You don’t say anything. You’ve pulled your head down into your furry hood and I watch the beads of your eyes move in the street light.
“Fine!” I tramp off to the apartment. I take the first thing of yours I see—this big elephant-shaped pillow—and punt it into the wall. Then I put my jacket on and go back outside.
“I don’t get this shit,” I say. “Every time we go out! It feels like whenever me and you go out of this apartment we come back like this, no? And then we have to play the lovey-dovey.”
You laugh and it scares me. “The lovey-dovey! You’ve missed the point again. You stink. Fuck you.”
“Get out of this car it’s freezing.”
“I’m fine.”
“Get out of the Passat.”
You shake your head. “Nope, my car.”
“Out.”
You put up your hood.
“Cunt!” I scream at the storm.
Inside I turn on my record player. I put on The Replacements. Our little living room swims with blue light from News 12 Long Island. A meteorologist is using her two hands to shove this nor’easter back and forth. She speaks with dire certainty.
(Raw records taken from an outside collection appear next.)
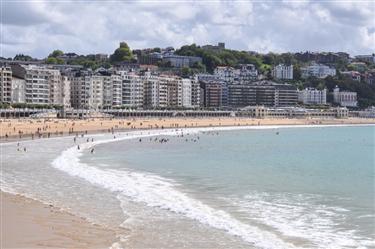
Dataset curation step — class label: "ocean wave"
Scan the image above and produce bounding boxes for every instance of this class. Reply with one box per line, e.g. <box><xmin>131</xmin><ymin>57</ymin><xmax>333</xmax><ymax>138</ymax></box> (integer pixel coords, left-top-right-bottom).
<box><xmin>223</xmin><ymin>192</ymin><xmax>375</xmax><ymax>248</ymax></box>
<box><xmin>52</xmin><ymin>130</ymin><xmax>294</xmax><ymax>248</ymax></box>
<box><xmin>52</xmin><ymin>125</ymin><xmax>372</xmax><ymax>248</ymax></box>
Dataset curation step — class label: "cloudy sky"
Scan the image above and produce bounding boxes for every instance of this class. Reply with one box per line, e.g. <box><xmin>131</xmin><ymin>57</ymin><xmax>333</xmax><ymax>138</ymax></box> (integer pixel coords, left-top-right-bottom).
<box><xmin>0</xmin><ymin>0</ymin><xmax>375</xmax><ymax>58</ymax></box>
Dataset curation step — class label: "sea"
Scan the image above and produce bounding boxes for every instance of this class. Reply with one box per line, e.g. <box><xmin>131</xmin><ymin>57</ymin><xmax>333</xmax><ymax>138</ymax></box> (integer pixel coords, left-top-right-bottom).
<box><xmin>1</xmin><ymin>125</ymin><xmax>375</xmax><ymax>248</ymax></box>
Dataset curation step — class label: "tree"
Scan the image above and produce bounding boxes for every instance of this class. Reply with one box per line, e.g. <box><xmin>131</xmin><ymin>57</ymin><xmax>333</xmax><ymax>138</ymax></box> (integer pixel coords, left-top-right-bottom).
<box><xmin>110</xmin><ymin>42</ymin><xmax>134</xmax><ymax>63</ymax></box>
<box><xmin>46</xmin><ymin>57</ymin><xmax>64</xmax><ymax>64</ymax></box>
<box><xmin>46</xmin><ymin>57</ymin><xmax>57</xmax><ymax>64</ymax></box>
<box><xmin>13</xmin><ymin>54</ymin><xmax>33</xmax><ymax>61</ymax></box>
<box><xmin>48</xmin><ymin>50</ymin><xmax>64</xmax><ymax>58</ymax></box>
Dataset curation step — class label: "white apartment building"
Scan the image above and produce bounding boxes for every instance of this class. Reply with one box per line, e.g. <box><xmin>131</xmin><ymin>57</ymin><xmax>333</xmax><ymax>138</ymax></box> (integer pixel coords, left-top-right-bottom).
<box><xmin>88</xmin><ymin>75</ymin><xmax>104</xmax><ymax>110</ymax></box>
<box><xmin>235</xmin><ymin>64</ymin><xmax>258</xmax><ymax>82</ymax></box>
<box><xmin>333</xmin><ymin>86</ymin><xmax>358</xmax><ymax>107</ymax></box>
<box><xmin>301</xmin><ymin>62</ymin><xmax>336</xmax><ymax>79</ymax></box>
<box><xmin>0</xmin><ymin>66</ymin><xmax>12</xmax><ymax>103</ymax></box>
<box><xmin>111</xmin><ymin>74</ymin><xmax>122</xmax><ymax>107</ymax></box>
<box><xmin>214</xmin><ymin>64</ymin><xmax>258</xmax><ymax>84</ymax></box>
<box><xmin>25</xmin><ymin>66</ymin><xmax>51</xmax><ymax>104</ymax></box>
<box><xmin>12</xmin><ymin>65</ymin><xmax>70</xmax><ymax>106</ymax></box>
<box><xmin>298</xmin><ymin>88</ymin><xmax>327</xmax><ymax>105</ymax></box>
<box><xmin>122</xmin><ymin>73</ymin><xmax>145</xmax><ymax>108</ymax></box>
<box><xmin>61</xmin><ymin>76</ymin><xmax>71</xmax><ymax>107</ymax></box>
<box><xmin>341</xmin><ymin>71</ymin><xmax>361</xmax><ymax>82</ymax></box>
<box><xmin>181</xmin><ymin>79</ymin><xmax>192</xmax><ymax>108</ymax></box>
<box><xmin>214</xmin><ymin>67</ymin><xmax>237</xmax><ymax>83</ymax></box>
<box><xmin>272</xmin><ymin>64</ymin><xmax>293</xmax><ymax>80</ymax></box>
<box><xmin>12</xmin><ymin>77</ymin><xmax>26</xmax><ymax>103</ymax></box>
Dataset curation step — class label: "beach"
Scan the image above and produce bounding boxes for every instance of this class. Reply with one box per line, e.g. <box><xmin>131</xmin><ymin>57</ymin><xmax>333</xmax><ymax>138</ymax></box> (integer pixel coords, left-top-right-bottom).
<box><xmin>0</xmin><ymin>191</ymin><xmax>120</xmax><ymax>248</ymax></box>
<box><xmin>1</xmin><ymin>118</ymin><xmax>375</xmax><ymax>248</ymax></box>
<box><xmin>0</xmin><ymin>117</ymin><xmax>375</xmax><ymax>139</ymax></box>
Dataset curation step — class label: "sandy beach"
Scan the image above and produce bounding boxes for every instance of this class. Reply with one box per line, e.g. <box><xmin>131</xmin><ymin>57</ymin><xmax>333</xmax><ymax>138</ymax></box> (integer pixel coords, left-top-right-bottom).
<box><xmin>0</xmin><ymin>118</ymin><xmax>375</xmax><ymax>248</ymax></box>
<box><xmin>0</xmin><ymin>117</ymin><xmax>375</xmax><ymax>139</ymax></box>
<box><xmin>0</xmin><ymin>191</ymin><xmax>121</xmax><ymax>248</ymax></box>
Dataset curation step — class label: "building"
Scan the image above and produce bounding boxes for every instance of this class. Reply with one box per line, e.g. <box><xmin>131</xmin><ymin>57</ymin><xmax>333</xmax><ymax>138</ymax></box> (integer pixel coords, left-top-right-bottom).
<box><xmin>214</xmin><ymin>66</ymin><xmax>237</xmax><ymax>83</ymax></box>
<box><xmin>181</xmin><ymin>79</ymin><xmax>193</xmax><ymax>108</ymax></box>
<box><xmin>364</xmin><ymin>69</ymin><xmax>375</xmax><ymax>85</ymax></box>
<box><xmin>202</xmin><ymin>42</ymin><xmax>225</xmax><ymax>52</ymax></box>
<box><xmin>355</xmin><ymin>54</ymin><xmax>375</xmax><ymax>63</ymax></box>
<box><xmin>200</xmin><ymin>81</ymin><xmax>223</xmax><ymax>108</ymax></box>
<box><xmin>333</xmin><ymin>86</ymin><xmax>358</xmax><ymax>107</ymax></box>
<box><xmin>0</xmin><ymin>66</ymin><xmax>12</xmax><ymax>103</ymax></box>
<box><xmin>213</xmin><ymin>64</ymin><xmax>258</xmax><ymax>84</ymax></box>
<box><xmin>298</xmin><ymin>88</ymin><xmax>327</xmax><ymax>105</ymax></box>
<box><xmin>122</xmin><ymin>73</ymin><xmax>145</xmax><ymax>108</ymax></box>
<box><xmin>228</xmin><ymin>84</ymin><xmax>257</xmax><ymax>107</ymax></box>
<box><xmin>341</xmin><ymin>71</ymin><xmax>361</xmax><ymax>82</ymax></box>
<box><xmin>272</xmin><ymin>64</ymin><xmax>293</xmax><ymax>80</ymax></box>
<box><xmin>235</xmin><ymin>64</ymin><xmax>258</xmax><ymax>84</ymax></box>
<box><xmin>191</xmin><ymin>76</ymin><xmax>201</xmax><ymax>108</ymax></box>
<box><xmin>349</xmin><ymin>62</ymin><xmax>367</xmax><ymax>73</ymax></box>
<box><xmin>301</xmin><ymin>62</ymin><xmax>336</xmax><ymax>79</ymax></box>
<box><xmin>228</xmin><ymin>81</ymin><xmax>298</xmax><ymax>108</ymax></box>
<box><xmin>11</xmin><ymin>77</ymin><xmax>25</xmax><ymax>103</ymax></box>
<box><xmin>163</xmin><ymin>54</ymin><xmax>202</xmax><ymax>68</ymax></box>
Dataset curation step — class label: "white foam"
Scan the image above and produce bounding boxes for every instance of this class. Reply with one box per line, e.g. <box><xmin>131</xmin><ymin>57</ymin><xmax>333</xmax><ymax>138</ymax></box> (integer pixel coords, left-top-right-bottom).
<box><xmin>53</xmin><ymin>129</ymin><xmax>293</xmax><ymax>248</ymax></box>
<box><xmin>223</xmin><ymin>192</ymin><xmax>375</xmax><ymax>248</ymax></box>
<box><xmin>52</xmin><ymin>125</ymin><xmax>375</xmax><ymax>248</ymax></box>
She promises we have yet to see the worst of it.
Slowly, like a snake reversing back into its skin, I put my arms into my jacket, shrug it up around my shoulders. I make my way to the door, drowsy, feeling hopeless to change your mind, so all I do is check to make sure I didn’t lock it. It’s open. You’ll find your way back to where it’s warm, won’t you? Like a snake?
I wake up on the couch. The record player’s crackling. Not just hungover, I feel totally melancholic, guilty, broken. I will cook you an egg. Fry you a piece of ham, cut a nice piece of bread, and cook it in the same pan. I’ll make your creamy instant mocha and I’ll put it in your cup. Hell, I’ll drink some too.
I peek into the bedroom, expecting to find you shipwrecked near the bottom of the bed, a little fight leftover in your face, but you’re not there. There’s not a scrape in the snow. I tramp through it to the car, the Passat—a white, sugar-blasted shape. I have to punch the handle several times to break off the crust. And then I pull, pull, pull, and it crunches open.
And there you are. You look shocked to see me. You’re dead and you look like I just told a good one. I climb into the car and push your face. I stay that way, on all fours, just sniffing at the air in disbelief. The whole car smells like pineapples.